Last edited by Hamish on 24 May 2020 at 9:26 pm UTC
Desum 25 May
I vaguely recall Frictional saying they planned to open source the other two Penumbra games along with Amnesia:TDD at some point.
x_wing
PublicNuisance
CyrilStill sad to see that GOG have not the Linux versions of the Penumbra games... I send an email about it this month and still no answer.

This is just my theory but I think issues like these are why it is not on GOG. To be more specific from what I have gathered GOG is very strict about providing the same support to all potential customers. For instance on the CRPG Beautiful Isolation the Linux version was late being on GOG but the developer mentioned that this was because on Steam they could simply choose to not support those that used AMD CPUs and GPUs on Linux as they had a bug on those setups at the moment. GOG would not allow them to do this and had they released the Linux version on GOG they would have to support all customers not just certain ones. Now luckily that bug got fixed and the Linux version for Beautiful Desolation is now on GOG but it makes me wonder how many Linux games that are not on GOG are due to not being able to blacklist customers like Steam allows them to. Again, just a theory.

I doubt that it works that way. Beautiful Desolation still has a bug that makes the game unplayable on Linux with Mesa drivers (unless you want to cheat). Whatever restriction or problem they have with GoG is probably completely unrelated with the current state of the game on Mesa.

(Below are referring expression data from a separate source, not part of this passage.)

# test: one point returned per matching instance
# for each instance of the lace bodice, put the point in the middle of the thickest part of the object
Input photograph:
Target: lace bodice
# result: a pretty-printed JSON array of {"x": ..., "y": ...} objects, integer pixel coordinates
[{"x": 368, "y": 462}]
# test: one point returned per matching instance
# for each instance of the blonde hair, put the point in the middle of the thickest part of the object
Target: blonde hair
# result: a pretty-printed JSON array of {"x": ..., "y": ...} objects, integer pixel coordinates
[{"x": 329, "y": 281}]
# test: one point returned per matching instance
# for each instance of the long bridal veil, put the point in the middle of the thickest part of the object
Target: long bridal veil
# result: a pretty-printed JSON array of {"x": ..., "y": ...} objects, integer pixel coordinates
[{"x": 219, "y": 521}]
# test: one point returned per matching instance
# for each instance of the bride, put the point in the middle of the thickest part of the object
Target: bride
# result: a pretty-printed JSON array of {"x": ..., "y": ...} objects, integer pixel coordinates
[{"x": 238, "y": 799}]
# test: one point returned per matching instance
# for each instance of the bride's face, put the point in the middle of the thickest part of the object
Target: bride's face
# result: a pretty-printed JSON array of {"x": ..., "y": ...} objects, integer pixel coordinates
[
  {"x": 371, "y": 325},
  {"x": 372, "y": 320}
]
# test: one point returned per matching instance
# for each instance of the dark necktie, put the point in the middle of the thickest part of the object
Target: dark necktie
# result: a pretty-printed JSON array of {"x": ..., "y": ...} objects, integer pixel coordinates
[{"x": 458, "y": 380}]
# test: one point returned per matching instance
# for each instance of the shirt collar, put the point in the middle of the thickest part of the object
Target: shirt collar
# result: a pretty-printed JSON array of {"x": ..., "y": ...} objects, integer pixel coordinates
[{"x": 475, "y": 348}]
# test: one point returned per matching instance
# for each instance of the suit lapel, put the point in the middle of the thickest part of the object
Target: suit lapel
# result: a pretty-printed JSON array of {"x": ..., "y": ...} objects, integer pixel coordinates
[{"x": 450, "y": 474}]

From the GOG forum for the game coming from an employee of Brotherhood:

"GOG is a lot more strict about release. They are not going to let me isolate an entire processor manufacturer (AMD) for a platform"

https://www.gog.com/forum/beautiful_desolation/linux_version/page1

On Steam they were literally allowed to put in the system requirements that the game wouldn't work on AMD CPUs or GPUs on Linux and weren't going to be officially supported. Then behind the scenes they fixed the bug; got it released on GOG; and removed that language from Steam.

From the Steam forums when asked if a Linux version was coming to GOG after the fix:

"Yip, it is at GOG for review now. They take some time to make sure everything is ok (they actually play the game). I think we should have it up by next week. Ill update this thread once it is there."

https://steamcommunity.com/app/912570/discussions/0/1749024519676236016/?ctp=10

People can say what they will about GOG but they do excel in certain areas over Steam such as in QA on what games are allowed on their store and trying to make sure they work.
x_wing 25 May
PublicNuisancePeople can say what they will about GOG but they do excel in certain areas over Steam such as in QA on what games are allowed on their store and trying to make sure they work.

I can't talk of how they test the game but I can tell you: the game is not yet playable with AMD GPUs. I have the game and I reported an issue with the codex (basically you can't see the contents) and that makes the game unplayable as it's a vital component for the story and game riddles.

Whatever tests GOG did, it wasn't with an AMDGPUs or they didn't try to play the game properly.